The items inside the loop is just building an SQL UPDATE statement with the given tableName argument and the columnName from the cursor and doing the math.
To test this (after creation):
call myProcedure('tableName');
DELIMITER //
DROP PROCEDURE IF EXISTS myProcedure //
CREATE PROCEDURE
myProcedure( tableName varchar(32) )
BEGIN
DECLARE done INT DEFAULT FALSE;
DECLARE columnName varchar(64);
DECLARE cur1 CURSOR FOR SELECT COLUMN_NAME FROM INFORMATION_SCHEMA.COLUMNS WHERE TABLE_NAME = tableName and COLUMN_NAME <> 'userid';
DECLARE CONTINUE HANDLER FOR NOT FOUND SET done = TRUE;
OPEN cur1;
CREATE TEMPORARY TABLE intermediateresults(userid integer, sumOfScores integer);
SET @st1 = CONCAT('INSERT INTO intermediateresults (SELECT DISTINCT userid, 0 FROM ',tableName,' )' );
PREPARE stmt3 FROM @st1;
EXECUTE stmt3;
looping: LOOP
FETCH cur1 into columnName;
IF done THEN
LEAVE looping;
END IF;
SET @st1 = CONCAT('UPDATE intermediateresults set sumOfScores = sumOfScores + COALESCE( (SELECT ', columnName, ' FROM ',tableName, ' t WHERE t.userid=intermediateresults.userid) , 0)' );
PREPARE stmt3 FROM @st1;
EXECUTE stmt3;
DEALLOCATE PREPARE stmt3;
END LOOP;
CLOSE cur1;
SELECT * FROM intermediateresults;
DROP table intermediateresults;
END
//
DELIMITER ;
What might be of interest when doing this kind of thing:
INFORMATION_SCHEMA also has data on:
DATA_TYPE: which can be used to test if a specific column has the actual type you are expecting - a condition such as DATA_TYPE='int' can be added to the cursor definition to make sure that it is in fact an int (assuming that the columns to be summed are in fact INTs)
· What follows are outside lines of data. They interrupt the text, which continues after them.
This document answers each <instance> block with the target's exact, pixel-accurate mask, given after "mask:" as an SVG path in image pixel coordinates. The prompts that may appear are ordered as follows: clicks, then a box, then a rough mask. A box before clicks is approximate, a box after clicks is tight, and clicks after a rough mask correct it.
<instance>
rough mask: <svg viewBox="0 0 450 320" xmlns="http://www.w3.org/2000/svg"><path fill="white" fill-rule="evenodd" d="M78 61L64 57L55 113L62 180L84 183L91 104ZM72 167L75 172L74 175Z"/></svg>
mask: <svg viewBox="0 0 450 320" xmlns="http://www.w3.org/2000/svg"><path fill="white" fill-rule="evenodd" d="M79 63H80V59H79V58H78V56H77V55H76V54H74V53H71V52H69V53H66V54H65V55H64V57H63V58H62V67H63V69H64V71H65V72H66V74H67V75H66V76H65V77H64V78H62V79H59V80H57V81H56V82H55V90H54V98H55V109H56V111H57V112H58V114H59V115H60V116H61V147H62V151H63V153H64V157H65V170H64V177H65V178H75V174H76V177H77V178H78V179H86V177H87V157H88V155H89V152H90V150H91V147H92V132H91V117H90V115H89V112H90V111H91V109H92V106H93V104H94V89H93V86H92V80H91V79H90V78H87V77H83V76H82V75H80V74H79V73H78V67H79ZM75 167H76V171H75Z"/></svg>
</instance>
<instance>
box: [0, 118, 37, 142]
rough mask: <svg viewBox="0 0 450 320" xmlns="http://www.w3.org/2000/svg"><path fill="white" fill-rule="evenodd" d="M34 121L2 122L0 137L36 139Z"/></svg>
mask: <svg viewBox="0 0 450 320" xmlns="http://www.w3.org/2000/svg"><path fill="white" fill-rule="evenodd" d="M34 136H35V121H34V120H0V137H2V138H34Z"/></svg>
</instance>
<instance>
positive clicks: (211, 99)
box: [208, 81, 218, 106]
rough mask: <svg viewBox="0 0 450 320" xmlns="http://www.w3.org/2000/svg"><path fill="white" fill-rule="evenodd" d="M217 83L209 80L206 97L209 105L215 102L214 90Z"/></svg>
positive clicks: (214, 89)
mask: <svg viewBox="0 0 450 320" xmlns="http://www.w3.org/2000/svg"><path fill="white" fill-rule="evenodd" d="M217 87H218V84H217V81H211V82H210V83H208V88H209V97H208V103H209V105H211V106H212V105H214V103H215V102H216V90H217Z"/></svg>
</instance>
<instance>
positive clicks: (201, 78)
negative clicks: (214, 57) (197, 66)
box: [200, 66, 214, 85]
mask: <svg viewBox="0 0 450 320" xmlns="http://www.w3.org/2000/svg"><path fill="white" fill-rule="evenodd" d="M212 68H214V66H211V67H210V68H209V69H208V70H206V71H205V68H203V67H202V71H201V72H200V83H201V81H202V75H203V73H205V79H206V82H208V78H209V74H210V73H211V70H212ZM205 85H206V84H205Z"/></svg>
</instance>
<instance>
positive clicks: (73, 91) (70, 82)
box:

ORDINAL_POSITION: which can be used if you know in which order the columns are supposed to arrive (for cases where the last four are housekeeping, for instance)
TABLE_SCHEMA: the procedure above rather assumes that the table is only present in the current default schema. Using this would require an additional parameter in the procedure and a slight change in the constructed SQL statements.